The right of the people to be secure in their persons, houses, papers, and effects, against unreasonable searches and seizures, shall not be violated, and no Warrants shall issue, but upon probable cause, supported by Oath or affirmation, and particularly describing the place to be searched, and the persons or things to be seized.

Restore the Fourth, a volunteer organization in cities and states across the country, is “a nationwide movement trying to reverse the encroachments and the absolute violations of our Fourth Amendment rights.”

In order to gain a fuller understanding of the organization, this reporter conducted an exclusive interview with Lorina Potter, the state representative for Restore The Fourth-Utah, who expounded upon their creative campaign to protest the attack on the Fourth Amendment by volunteering to clean up litter on a two-mile stretch of highway leading to the NSA’s Utah Data Center, which is also known as the Intelligence Community Comprehensive National Cybersecurity Initiative Data Center.

Ms. Potter, who is from Utah, explained that “most of us here didn’t even know what was being built,” and that the locals who live nearby the center “are very wary of even speaking because they’re literally in their backyard.”

AFP asked how the organization began.

“We had our Fourth of July rally in which we tried to use a vacant lot across the street from the gates of the NSA data center,” Ms. Potter began.” “No sooner did we start setting up then they came and told us we had to leave. So after this event we got together and had kind of a roundtable where we were putting out ideas of how could we combat the barriers that we were being given and how could we do it legally, but doing it so that we could call attention as to what this building is.”

Several ideas were proposed, and Ms.
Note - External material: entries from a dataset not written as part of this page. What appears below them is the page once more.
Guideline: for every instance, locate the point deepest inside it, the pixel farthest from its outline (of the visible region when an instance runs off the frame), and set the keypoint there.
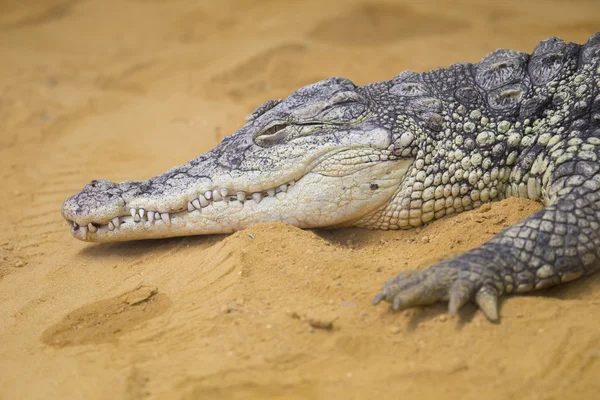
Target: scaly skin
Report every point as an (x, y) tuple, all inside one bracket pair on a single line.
[(398, 154)]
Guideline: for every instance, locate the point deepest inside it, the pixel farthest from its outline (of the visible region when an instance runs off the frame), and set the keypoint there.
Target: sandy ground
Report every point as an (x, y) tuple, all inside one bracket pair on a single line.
[(122, 90)]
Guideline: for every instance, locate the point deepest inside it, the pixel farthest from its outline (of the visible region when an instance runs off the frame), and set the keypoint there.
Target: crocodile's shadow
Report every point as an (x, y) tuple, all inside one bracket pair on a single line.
[(137, 248)]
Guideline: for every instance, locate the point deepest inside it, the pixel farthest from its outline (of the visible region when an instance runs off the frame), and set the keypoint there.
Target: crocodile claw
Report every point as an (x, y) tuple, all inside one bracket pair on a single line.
[(444, 281)]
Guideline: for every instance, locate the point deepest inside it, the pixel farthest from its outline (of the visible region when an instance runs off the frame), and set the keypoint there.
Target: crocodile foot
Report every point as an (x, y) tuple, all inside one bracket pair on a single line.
[(457, 280)]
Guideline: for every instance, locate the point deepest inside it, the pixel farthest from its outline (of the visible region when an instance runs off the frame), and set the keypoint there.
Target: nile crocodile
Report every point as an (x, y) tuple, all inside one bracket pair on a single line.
[(399, 154)]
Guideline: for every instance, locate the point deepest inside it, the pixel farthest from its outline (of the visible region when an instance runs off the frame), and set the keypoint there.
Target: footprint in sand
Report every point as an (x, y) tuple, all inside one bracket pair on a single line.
[(106, 320)]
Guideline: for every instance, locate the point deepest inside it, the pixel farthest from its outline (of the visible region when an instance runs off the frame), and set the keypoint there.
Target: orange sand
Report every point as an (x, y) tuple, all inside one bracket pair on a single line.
[(120, 90)]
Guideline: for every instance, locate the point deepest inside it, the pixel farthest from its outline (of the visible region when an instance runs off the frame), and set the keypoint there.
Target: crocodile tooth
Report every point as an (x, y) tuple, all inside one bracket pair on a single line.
[(203, 201)]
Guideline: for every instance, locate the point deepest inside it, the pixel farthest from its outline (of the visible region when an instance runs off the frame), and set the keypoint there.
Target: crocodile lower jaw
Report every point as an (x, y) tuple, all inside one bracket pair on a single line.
[(315, 200), (166, 222)]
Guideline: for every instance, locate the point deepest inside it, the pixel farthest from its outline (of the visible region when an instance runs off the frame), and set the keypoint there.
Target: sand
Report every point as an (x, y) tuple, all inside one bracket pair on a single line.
[(123, 90)]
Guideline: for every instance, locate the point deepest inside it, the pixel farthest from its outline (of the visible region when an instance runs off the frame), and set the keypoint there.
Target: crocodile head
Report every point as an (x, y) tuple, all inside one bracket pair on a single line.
[(326, 156)]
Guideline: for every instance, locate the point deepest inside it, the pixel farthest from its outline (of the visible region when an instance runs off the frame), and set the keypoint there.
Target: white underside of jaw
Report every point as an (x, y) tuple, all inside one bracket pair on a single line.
[(314, 201)]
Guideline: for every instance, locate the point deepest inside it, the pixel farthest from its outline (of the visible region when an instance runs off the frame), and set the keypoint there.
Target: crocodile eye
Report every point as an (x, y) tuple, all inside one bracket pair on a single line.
[(274, 134)]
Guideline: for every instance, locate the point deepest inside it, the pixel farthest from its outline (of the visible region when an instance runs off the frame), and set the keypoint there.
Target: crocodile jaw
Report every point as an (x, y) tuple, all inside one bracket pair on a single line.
[(315, 200)]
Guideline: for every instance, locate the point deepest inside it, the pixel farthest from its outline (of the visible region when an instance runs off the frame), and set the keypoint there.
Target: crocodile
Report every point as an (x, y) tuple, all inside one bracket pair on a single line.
[(398, 154)]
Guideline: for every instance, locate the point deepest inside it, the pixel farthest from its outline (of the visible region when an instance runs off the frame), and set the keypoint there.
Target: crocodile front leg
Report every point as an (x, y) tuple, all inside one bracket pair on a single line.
[(557, 244)]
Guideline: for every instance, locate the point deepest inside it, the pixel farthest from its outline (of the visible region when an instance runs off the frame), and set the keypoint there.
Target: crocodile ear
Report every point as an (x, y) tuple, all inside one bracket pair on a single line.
[(263, 108)]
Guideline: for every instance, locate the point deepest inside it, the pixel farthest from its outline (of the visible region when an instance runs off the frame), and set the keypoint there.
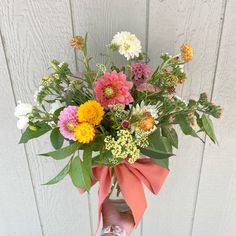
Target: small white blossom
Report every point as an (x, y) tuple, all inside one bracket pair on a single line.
[(22, 112), (22, 122), (128, 44), (56, 105)]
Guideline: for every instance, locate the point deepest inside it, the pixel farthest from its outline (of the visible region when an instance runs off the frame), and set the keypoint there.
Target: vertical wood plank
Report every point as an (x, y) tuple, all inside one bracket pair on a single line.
[(102, 19), (171, 24), (35, 32), (19, 215), (216, 204)]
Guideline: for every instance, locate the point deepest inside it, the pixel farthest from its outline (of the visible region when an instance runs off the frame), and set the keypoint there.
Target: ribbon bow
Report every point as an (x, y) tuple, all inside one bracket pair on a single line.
[(130, 178)]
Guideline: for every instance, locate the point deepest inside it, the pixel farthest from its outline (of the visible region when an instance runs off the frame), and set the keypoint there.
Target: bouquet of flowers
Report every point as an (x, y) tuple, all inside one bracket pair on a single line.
[(124, 118)]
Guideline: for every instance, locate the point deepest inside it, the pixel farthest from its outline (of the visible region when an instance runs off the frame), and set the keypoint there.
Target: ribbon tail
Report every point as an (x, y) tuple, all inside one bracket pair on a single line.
[(132, 190), (148, 172), (103, 174)]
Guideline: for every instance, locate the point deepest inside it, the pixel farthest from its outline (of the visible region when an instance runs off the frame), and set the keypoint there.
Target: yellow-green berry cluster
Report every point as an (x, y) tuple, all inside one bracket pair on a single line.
[(142, 139), (122, 148)]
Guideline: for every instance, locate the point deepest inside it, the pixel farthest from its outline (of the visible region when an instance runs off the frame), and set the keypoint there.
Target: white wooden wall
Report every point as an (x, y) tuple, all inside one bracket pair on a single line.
[(199, 196)]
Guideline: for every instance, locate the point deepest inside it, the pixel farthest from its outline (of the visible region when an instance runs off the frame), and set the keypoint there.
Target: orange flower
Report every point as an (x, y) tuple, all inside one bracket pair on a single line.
[(84, 132), (77, 42), (187, 52)]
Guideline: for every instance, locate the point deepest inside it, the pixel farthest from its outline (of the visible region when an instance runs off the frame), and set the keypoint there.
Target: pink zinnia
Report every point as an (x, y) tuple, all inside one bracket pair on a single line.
[(113, 88), (141, 70), (67, 122)]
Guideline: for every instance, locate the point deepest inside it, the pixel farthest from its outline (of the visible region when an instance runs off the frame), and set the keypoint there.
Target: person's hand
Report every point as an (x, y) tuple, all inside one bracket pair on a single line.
[(111, 216)]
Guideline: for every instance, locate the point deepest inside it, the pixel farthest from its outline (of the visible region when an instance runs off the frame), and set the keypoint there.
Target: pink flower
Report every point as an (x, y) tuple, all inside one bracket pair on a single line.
[(146, 87), (113, 88), (125, 124), (67, 122), (141, 70)]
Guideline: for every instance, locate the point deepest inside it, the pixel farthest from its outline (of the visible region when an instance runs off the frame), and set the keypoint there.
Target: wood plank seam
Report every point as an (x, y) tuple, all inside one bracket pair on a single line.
[(221, 28), (146, 51), (77, 68), (73, 34), (24, 146)]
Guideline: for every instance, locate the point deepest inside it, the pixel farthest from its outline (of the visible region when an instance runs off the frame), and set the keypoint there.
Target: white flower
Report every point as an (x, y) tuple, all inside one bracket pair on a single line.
[(23, 109), (37, 93), (22, 122), (56, 105), (128, 44), (143, 119), (22, 112)]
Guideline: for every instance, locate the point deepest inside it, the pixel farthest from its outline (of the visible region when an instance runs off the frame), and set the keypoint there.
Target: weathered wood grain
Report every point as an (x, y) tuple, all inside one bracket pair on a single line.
[(171, 24), (35, 32), (19, 214), (102, 19), (216, 204)]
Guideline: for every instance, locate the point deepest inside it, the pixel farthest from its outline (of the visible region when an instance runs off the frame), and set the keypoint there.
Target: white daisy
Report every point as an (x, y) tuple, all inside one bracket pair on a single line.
[(143, 118), (128, 44)]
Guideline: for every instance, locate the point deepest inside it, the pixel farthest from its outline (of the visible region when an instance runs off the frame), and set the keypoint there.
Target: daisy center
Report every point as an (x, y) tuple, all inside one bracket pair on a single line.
[(70, 126), (147, 123), (126, 46), (108, 91)]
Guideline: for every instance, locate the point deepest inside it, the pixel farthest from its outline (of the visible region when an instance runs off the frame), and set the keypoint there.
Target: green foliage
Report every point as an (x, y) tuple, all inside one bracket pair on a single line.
[(171, 135), (185, 125), (60, 175), (56, 138), (79, 174), (159, 146), (208, 127), (87, 159), (63, 152), (31, 134)]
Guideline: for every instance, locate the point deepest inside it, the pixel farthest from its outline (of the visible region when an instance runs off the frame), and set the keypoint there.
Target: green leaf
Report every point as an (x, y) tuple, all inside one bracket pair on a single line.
[(171, 134), (30, 134), (79, 174), (185, 126), (208, 127), (56, 138), (60, 175), (97, 143), (154, 154), (103, 159), (162, 162), (63, 152), (158, 143)]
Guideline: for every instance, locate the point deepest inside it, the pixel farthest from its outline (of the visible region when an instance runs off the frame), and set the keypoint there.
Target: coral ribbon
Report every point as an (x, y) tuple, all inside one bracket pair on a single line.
[(130, 178)]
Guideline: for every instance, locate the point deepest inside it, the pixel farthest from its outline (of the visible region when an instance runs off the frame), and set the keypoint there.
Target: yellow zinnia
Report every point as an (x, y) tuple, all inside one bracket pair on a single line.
[(91, 112), (187, 52), (84, 132)]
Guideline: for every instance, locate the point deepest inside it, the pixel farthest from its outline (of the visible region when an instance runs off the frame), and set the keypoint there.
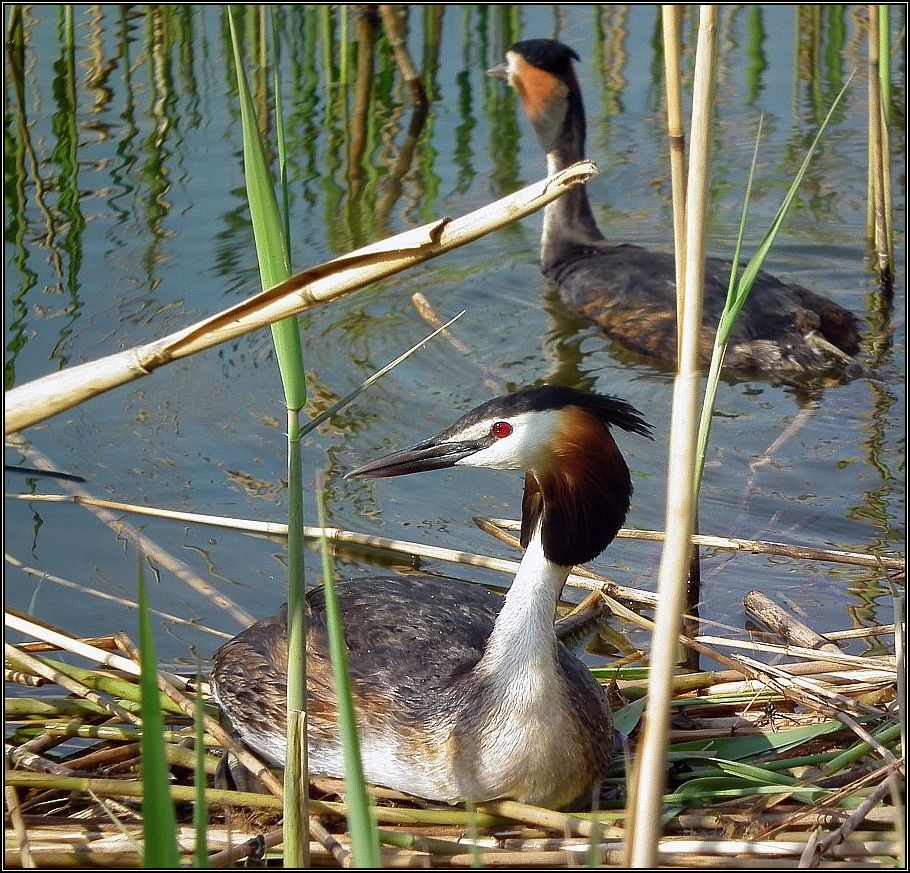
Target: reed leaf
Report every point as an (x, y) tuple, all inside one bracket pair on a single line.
[(159, 821), (361, 823), (200, 810), (741, 284), (272, 249)]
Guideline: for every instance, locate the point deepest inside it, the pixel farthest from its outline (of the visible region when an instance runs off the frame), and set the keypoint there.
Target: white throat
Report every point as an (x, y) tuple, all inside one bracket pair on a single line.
[(523, 638)]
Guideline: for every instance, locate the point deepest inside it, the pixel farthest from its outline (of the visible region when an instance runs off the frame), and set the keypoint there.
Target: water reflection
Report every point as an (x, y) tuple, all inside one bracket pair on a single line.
[(126, 218)]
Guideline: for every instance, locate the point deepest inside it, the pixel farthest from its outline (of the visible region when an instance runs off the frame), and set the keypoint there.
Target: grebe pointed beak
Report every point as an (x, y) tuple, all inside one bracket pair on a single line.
[(429, 455), (500, 71)]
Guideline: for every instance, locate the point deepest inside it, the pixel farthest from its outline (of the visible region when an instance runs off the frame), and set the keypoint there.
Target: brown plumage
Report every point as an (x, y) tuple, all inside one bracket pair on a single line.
[(461, 694), (785, 331)]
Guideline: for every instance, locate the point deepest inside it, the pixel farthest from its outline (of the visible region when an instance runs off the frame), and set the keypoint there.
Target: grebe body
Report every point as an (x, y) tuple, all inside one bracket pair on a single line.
[(462, 694), (784, 330)]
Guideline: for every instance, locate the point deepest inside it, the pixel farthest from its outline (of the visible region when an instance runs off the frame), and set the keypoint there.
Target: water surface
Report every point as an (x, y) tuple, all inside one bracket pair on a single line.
[(126, 219)]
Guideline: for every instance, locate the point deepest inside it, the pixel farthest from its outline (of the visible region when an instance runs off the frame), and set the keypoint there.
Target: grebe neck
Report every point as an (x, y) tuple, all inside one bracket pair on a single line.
[(523, 637), (568, 218)]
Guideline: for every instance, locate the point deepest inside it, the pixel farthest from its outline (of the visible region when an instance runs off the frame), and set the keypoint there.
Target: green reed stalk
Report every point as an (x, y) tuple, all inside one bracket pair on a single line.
[(272, 249), (672, 26), (361, 821), (159, 821), (880, 231), (741, 285), (200, 809)]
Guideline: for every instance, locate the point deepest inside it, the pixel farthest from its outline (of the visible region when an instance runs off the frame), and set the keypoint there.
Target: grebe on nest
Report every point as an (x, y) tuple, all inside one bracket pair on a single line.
[(784, 330), (462, 694)]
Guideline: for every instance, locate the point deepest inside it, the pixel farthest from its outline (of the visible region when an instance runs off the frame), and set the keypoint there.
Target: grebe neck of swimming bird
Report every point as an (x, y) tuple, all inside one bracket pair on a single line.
[(552, 101)]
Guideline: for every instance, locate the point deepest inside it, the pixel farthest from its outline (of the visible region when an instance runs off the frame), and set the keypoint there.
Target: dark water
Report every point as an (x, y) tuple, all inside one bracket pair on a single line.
[(126, 219)]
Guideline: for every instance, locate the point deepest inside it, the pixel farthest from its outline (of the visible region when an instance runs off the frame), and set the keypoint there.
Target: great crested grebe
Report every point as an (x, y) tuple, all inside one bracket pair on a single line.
[(462, 694), (784, 330)]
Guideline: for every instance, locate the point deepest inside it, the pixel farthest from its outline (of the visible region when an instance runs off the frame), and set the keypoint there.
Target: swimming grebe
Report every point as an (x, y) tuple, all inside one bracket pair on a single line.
[(462, 694), (630, 292)]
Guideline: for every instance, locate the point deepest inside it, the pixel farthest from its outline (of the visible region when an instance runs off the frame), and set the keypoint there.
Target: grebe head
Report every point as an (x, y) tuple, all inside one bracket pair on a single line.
[(541, 72), (577, 484)]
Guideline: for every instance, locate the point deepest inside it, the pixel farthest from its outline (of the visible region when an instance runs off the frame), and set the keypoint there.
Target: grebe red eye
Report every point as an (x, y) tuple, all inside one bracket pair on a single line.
[(501, 429)]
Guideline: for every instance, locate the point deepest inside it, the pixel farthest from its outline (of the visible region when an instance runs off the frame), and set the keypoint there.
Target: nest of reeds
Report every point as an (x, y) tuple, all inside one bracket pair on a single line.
[(791, 755)]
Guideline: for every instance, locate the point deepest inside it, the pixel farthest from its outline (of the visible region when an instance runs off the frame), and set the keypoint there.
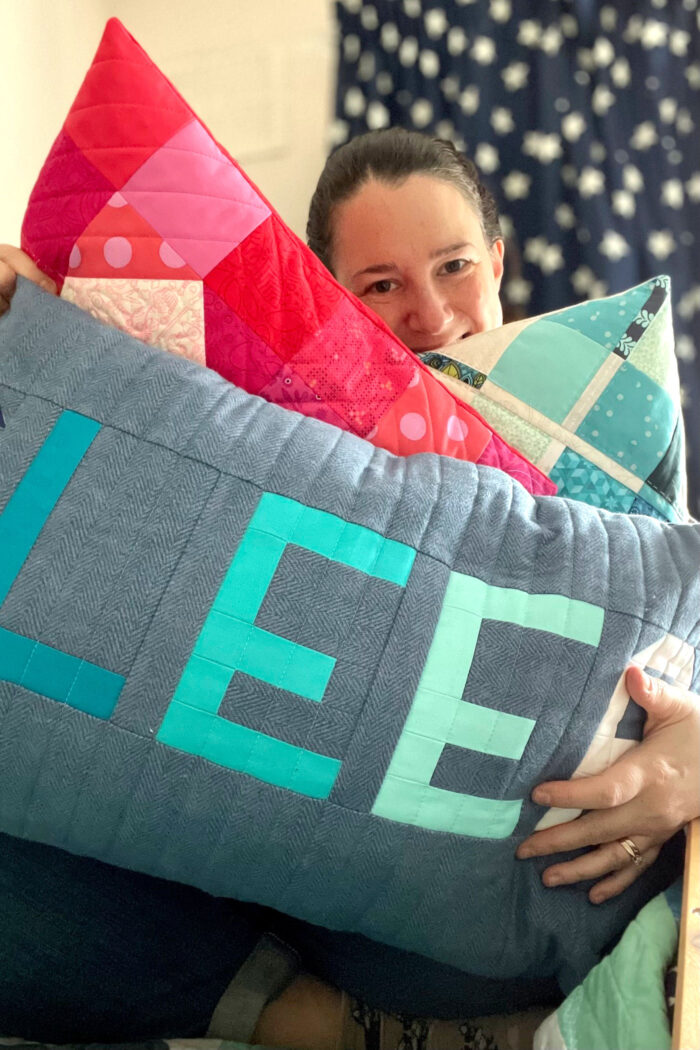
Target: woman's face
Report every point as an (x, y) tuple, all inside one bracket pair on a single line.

Potter’s won the day. The anti-NSA group decided they would apply to the Adopt-a-Highway program run by the state in order to get close to the spy center, where volunteers will carry picket signs as they pick up litter.




“Each of us was delegated or we chose what we wanted to go forward with,” she explained. “This is the initiative that I wanted to move forward with.”

AFP asked how far away from the domestic spying center is the particular section that was adopted.

“It’s right there at the NSA data center gates,” she stated. “We will have two signs out there that have the state “Adopt-a-Highway” sign, and then underneath it it’ll say our name.”

AFP asked if they were required to buy that stretch of highway.

“No, it’s a voluntary effort,” she said. “When you adopt the road, it is by volunteer effort, so there are no charges or costs associated with it except for your time.”

According to an article in The Salt Lake Tribune newspaper, “the agreement [with the Utah Department of Transportation] calls for Restore The Fourth-Utah to pick up garbage at least three times a year.”

“Yes, that is correct,” Ms. Potter confirmed. “And obviously that’s a minimum, the minimum effort required, and I hope to be out there doing it a lot more often than that. We go to their local office to pick up the vests and the trash bags. And we go through safety training to make sure our people are kept safe.”

AFP asked if it was a remote stretch of highway.

“There is quite a bit of traffic there,” she began. “It’s a divided highway with about four lanes wide. It’s a major thoroughfare and runs parallel to I-15, which is the main highway that stretches north-to-south in Utah. And so it’s kind of like an alternative to that highway route, and so it actually does get quite a bit of traffic.

AFP asked how far away the spy center is from civilization.

“It’s in the middle of it,” she said. “Next door to it is some farmland and just about down the road is a subdivision. When you’re looking at it from the highway you can see all sorts of subdivisions, and it sits up on a hill, so it’s right in the middle of a city, right in the middle of housing.”

Although Restore The Fourth does not yet accept donations, Ms. Potter explained what the organization is in need of.

“We need more volunteers across the country to start local chapters. You can find your local chapters right there on the website.”